Schiff also knows that voters have an upcoming rendezvous with the reports of Michael Horowitz and John Durham. If sane, Schiff should hurry up; otherwise James Comey or Andrew McCabe might be indicted and smother his narrative. Horowitz is likely to have more criminal referrals, and Durham might well proceed with indictments — at precisely the time that Schiff is lecturing the nation that its president is a criminal who mysteriously was exonerated by a special counsel.
Schiff is also risking Trump exhaustion — the magical point at which the public tires of the serial psychodramas of the voting-machine ruse, the Electoral College–subversion gambit, removal of Trump by the 25th Amendment, the Logan Act, the emoluments clause, Mueller, Stormy, Cohen, the tax returns, recession, and now Ukraine — seasoned with 90 percent negative media coverage and celebrity outbursts about blowing up, decapitating, or incinerating Trump.

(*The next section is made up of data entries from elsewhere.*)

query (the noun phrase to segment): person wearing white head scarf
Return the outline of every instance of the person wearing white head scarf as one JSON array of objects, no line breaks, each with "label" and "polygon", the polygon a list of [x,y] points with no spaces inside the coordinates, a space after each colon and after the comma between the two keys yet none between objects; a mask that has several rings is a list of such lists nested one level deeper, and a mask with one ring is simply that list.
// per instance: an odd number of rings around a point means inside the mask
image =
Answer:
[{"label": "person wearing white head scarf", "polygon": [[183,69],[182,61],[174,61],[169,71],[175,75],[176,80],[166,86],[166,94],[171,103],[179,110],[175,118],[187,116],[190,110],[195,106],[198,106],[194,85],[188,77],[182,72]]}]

In other words, the more Schiff pushes these serial whines, the closer he gets to Election Day, and the more the people shrug and think, “Enough already, just vote.”
Voters are also human. Schiff believes that the more chaos he creates, the more the collective public will fall into a fetal position, cover its ears, and scream, “Make Trump just go away.” But the opposite is more likely: At some point people sympathize not with the stoners of the declared public enemy, but with the stoned target who is ripped and bloodied by the mob. In the final scene from Braveheart, the once-hated Scottish hero William Wallace (Mel Gibson) is stretched, drawn and quartered, and variously tortured before an English crowd
that’s hissing and calling for more blood — up until a point.

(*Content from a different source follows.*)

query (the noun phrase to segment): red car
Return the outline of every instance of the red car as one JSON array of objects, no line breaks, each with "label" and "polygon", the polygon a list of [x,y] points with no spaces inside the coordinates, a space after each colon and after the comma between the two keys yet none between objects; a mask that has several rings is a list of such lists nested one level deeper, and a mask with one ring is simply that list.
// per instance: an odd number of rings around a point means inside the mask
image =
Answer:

Once the kings’ torturers exhaust their repertoire of savagery, even the anti-Scottish crowd gets repelled and begins yelling “Mercy!”

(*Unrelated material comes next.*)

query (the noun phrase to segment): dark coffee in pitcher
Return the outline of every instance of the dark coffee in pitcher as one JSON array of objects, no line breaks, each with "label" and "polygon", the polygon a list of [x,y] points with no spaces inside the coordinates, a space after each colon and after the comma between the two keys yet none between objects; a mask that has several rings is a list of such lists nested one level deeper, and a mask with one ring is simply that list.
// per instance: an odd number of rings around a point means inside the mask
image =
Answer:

So too, with Trump. After the Dems decided to wage a three-year-long presidential abortion, and attacked Trump’s wife, children, family, businesses, and associates, 24/7, the public has begun finally to wonder at what point enough is enough. People will begin to think the target of unhinged vituperation must be doing something right to warrant such unattractive enemies, and that he is therefore worthy of empathy.
It is perhaps cruel but nonetheless accurate to note that the more Adam Schiff, who has replaced AOC as the new face of the Democratic party, goes before the cameras, the more the transitory attention goes to his head, the more he lies, habitually proves unethical, and becomes morally compromised. And the more the public becomes repulsed by him.
In just this latest impeachment iteration, Schiff has already lied about his staff’s prior contacts with the “whistleblower,” read into the record a complete rewriting of the presidential call transcript, and leaked supposedly secret statements from his partisan witnesses. In other words, the more one sees and hears Adam Schiff, the more one is likely to dislike him — including his own party’s presidential candidates.
Nancy Pelosi wants to wrap up impeachment as soon as possible before the debates resume in earnest and the primaries start, before the Horowitz and Durham reports, before the bored public wonders where exactly is the smoking gun, and before Trump’s polls get into the high forties. But mostly she just wants to get the off-putting Schiff off the national stage and to end his career as the icon of current progressivism.
When Democratic inquisitors are reduced to lecturing the nation that “hearsay can be much better evidence than direct” testimony, and when Adam Schiff looks into the cameras and swears he has no idea who the whistleblower is, then it’s time to pack up the circus and leave town.